Silver project volunteers, Janet Milne, left and Bob White, right, with The Green Howards Museum’s head of collections, Zoë Utley.

The Green Howards Museum in Richmond has joined forces with the local town council to explore the history of a unique silver collection.

There are 40 objects relating to the town’s civic history on permanent display at the museum belonging to Richmond Town Council.

Some of the pieces date back to the mid-1600s.

Volunteers from both organisations are working with the museum’s head of collections, Zoë Utley on the project which will:

  • explore the history and personal stories behind the silver on display
  • add to our factual knowledge of the items to be able to share with visitors
  • help us update our records
  • create new online content, giving greater access to key pieces of the collection

“In this, the 50th anniversary year of the museum’s move to its home in the heart of the town, and the 65th anniversary of the Green Howards regiment receiving the Freedom of Richmond, we wanted to work on a joint initiative which links both town and museum,” said Zoë.

“Over the course of the project, we’re going to delve deeper into the history of the pieces, discover why they were created, and understand more about the people who commissioned and made them.”

“It’s great to be working together to improve our knowledge of these pieces,” added Bob White, a town council volunteer working on the project.

“Some of them, such as the Corn Cup or the Robert Willance goblet are well- established features of Richmond’s history, whilst other items in the collection have a less well-known back story.

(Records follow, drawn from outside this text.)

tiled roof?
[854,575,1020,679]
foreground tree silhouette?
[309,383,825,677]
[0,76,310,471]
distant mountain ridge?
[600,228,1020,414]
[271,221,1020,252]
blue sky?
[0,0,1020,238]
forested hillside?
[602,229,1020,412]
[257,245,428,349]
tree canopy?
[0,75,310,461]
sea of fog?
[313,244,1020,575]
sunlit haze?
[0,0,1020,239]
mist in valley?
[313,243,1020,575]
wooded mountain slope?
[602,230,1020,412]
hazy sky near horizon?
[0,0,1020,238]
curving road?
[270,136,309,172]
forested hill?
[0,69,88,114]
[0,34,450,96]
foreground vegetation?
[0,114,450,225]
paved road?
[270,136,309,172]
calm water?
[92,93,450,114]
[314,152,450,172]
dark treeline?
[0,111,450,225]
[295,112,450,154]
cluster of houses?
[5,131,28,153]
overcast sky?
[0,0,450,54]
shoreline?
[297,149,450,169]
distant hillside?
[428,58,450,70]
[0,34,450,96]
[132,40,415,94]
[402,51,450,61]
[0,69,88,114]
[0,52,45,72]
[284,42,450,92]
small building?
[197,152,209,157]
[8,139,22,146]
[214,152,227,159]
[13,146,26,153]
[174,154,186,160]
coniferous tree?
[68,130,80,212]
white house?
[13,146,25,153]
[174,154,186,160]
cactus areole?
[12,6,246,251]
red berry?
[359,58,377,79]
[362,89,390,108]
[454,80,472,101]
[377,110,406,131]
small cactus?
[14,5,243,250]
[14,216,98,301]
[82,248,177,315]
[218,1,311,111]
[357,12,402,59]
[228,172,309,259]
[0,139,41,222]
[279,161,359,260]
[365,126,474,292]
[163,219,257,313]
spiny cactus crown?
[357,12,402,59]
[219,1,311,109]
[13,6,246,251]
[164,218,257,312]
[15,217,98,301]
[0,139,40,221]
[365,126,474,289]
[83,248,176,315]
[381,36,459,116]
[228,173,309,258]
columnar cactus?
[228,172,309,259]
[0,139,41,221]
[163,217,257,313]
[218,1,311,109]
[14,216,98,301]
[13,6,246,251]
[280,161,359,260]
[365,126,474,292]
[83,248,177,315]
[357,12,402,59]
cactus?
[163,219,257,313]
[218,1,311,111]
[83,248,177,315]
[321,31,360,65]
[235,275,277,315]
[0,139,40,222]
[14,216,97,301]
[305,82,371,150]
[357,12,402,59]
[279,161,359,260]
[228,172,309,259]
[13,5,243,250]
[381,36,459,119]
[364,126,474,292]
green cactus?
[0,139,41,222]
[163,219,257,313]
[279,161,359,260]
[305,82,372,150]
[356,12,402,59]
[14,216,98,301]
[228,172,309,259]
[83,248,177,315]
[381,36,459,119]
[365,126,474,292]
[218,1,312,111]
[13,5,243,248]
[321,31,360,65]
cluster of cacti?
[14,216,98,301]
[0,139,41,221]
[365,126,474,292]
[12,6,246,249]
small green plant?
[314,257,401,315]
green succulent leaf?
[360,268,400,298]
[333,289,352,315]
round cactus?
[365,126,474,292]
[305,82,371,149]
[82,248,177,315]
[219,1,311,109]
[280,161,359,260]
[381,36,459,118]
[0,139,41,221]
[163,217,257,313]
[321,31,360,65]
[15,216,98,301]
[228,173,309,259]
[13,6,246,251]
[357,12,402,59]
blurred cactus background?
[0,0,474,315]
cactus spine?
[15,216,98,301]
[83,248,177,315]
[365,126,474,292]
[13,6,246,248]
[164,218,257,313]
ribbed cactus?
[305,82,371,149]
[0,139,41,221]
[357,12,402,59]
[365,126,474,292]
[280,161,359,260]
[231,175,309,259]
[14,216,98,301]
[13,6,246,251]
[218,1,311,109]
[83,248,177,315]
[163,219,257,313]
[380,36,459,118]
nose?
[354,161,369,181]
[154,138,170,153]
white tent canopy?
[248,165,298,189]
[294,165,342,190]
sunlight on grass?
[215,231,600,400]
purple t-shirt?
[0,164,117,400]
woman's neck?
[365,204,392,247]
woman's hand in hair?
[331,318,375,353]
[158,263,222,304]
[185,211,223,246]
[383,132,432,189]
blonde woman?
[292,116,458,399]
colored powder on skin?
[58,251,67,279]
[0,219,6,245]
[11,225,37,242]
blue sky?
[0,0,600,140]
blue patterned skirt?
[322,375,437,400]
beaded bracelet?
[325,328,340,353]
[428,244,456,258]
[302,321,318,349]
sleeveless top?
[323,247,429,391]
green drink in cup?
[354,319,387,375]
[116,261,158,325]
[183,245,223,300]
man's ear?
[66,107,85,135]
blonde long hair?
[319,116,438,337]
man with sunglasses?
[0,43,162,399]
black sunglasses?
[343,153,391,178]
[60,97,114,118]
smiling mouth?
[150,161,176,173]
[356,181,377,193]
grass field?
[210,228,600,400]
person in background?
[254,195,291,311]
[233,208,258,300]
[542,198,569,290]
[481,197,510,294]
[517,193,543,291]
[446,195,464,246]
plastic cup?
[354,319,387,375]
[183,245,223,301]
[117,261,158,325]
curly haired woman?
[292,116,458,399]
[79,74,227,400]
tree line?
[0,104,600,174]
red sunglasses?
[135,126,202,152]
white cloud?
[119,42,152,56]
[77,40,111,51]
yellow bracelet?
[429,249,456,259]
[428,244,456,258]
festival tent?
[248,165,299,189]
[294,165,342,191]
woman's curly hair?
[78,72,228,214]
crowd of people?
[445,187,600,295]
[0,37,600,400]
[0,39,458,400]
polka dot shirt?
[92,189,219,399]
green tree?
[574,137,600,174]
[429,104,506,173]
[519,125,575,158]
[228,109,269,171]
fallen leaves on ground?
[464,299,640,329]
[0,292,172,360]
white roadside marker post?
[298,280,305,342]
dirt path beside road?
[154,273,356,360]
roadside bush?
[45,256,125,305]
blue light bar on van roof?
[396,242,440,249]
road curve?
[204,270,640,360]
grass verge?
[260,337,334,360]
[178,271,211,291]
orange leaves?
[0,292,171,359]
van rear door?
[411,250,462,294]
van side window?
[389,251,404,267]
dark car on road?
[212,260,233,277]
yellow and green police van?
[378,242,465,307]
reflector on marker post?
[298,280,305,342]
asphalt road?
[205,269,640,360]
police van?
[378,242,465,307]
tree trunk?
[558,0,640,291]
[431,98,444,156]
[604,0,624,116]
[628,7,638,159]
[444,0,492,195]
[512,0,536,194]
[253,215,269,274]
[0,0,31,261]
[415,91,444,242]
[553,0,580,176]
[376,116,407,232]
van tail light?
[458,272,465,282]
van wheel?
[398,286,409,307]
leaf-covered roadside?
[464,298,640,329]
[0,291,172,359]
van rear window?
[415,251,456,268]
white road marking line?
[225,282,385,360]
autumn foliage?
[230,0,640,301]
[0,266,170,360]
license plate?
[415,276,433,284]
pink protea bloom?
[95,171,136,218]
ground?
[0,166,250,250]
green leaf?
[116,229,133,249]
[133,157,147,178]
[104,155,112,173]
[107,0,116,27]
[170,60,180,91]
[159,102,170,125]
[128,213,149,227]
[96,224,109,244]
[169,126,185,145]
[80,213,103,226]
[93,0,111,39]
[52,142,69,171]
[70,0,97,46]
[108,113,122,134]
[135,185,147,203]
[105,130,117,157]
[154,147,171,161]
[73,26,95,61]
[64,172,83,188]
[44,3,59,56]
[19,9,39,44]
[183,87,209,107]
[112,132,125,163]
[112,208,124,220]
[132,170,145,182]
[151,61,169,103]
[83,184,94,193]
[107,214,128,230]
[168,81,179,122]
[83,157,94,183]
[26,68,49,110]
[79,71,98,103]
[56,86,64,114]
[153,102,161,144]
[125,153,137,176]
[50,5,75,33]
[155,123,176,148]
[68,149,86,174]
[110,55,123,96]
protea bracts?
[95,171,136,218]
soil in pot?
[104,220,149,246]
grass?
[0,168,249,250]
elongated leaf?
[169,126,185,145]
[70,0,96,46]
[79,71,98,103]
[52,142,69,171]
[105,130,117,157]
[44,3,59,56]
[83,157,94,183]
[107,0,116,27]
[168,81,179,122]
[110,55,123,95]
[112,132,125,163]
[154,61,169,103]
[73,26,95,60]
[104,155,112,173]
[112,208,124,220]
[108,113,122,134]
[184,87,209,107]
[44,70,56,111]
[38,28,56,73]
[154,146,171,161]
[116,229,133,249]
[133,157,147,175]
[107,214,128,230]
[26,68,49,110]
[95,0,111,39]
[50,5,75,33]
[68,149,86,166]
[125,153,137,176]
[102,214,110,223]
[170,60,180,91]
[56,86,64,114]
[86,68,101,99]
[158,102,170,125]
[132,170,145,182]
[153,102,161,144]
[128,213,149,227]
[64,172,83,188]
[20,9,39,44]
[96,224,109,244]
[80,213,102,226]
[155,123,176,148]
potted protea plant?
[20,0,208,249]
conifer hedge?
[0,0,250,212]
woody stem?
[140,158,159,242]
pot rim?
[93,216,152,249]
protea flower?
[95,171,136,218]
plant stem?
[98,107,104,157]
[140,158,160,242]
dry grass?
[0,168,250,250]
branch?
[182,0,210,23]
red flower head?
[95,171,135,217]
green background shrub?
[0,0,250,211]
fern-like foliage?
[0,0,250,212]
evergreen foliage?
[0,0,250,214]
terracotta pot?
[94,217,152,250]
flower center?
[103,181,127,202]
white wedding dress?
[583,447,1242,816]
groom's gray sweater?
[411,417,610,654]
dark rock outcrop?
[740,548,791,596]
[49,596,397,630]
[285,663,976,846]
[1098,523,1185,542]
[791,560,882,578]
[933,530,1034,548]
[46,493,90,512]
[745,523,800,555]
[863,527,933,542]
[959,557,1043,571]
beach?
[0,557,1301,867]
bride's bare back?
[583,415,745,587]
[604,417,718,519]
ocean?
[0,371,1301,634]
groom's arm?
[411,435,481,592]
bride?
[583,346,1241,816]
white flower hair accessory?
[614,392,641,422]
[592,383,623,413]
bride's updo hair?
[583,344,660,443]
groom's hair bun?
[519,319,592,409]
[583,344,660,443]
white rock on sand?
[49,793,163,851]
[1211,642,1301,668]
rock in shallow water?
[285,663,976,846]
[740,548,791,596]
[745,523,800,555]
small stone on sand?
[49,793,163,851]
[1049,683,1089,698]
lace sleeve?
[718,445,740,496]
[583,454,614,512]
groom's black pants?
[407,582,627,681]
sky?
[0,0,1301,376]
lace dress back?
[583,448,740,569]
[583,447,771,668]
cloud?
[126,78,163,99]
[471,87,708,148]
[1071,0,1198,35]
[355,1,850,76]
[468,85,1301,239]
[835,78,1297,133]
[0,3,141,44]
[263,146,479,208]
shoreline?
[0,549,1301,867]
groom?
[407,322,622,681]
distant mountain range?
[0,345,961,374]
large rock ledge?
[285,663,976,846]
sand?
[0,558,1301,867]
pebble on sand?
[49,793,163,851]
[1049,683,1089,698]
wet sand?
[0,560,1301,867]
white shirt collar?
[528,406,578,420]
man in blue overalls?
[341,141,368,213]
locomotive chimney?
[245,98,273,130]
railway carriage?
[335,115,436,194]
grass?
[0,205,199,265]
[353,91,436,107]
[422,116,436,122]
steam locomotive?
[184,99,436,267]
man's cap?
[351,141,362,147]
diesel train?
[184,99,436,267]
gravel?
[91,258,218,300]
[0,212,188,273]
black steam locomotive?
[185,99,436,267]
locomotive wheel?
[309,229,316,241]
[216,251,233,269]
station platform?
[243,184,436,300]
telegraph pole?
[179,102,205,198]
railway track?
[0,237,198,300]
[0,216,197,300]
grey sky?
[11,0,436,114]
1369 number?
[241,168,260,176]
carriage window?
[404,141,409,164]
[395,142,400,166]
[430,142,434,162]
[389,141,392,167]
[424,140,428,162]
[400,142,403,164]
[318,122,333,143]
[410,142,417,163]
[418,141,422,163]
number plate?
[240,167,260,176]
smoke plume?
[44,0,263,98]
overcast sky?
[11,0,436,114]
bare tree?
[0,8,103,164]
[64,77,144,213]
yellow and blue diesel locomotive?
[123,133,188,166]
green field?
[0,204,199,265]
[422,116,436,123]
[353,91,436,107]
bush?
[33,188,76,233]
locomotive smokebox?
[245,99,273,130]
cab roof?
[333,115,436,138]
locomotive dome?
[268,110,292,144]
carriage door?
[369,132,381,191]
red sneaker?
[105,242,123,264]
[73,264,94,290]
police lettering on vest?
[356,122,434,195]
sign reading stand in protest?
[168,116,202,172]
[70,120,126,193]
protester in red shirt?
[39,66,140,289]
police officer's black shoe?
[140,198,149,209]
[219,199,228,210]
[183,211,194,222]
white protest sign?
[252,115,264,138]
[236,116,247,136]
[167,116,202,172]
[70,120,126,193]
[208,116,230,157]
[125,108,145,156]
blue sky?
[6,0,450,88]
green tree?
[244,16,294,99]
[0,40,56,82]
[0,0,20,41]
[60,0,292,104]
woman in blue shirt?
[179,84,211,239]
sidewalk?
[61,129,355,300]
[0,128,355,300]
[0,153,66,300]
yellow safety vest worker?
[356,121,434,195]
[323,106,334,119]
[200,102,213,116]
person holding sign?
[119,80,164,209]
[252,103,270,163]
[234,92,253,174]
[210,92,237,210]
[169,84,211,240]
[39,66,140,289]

I’m looking forward to helping research and re-interpret the display, and seeing how we can bring these silver stories to life with the digital exhibition content that’s being planned.”

Once the research and cataloguing has been completed, a new online exhibition will be created featuring dazzling images and showing selected pieces in rotation, along with more in-depth stories about the items themselves.

“Whilst physical display space for this shimmering collection is limited by the size of the case these wonderful pieces are displayed in, the online content we are going to create, using film and photography will give a new perspective and depth of information,” said Fiona Hall, the museum’s communications manager.

“Creating online content like this allows us to bring the history of the collection to new audiences, regardless of whether or not they are able to physically visit the museum to look at the objects in person.”

Current web-based content developed by the museum team includes an online uniform gallery, special exhibitions and an ever-expanding personal archive section.

The new online exhibition featuring the town silver will go live on the museum website in the spring.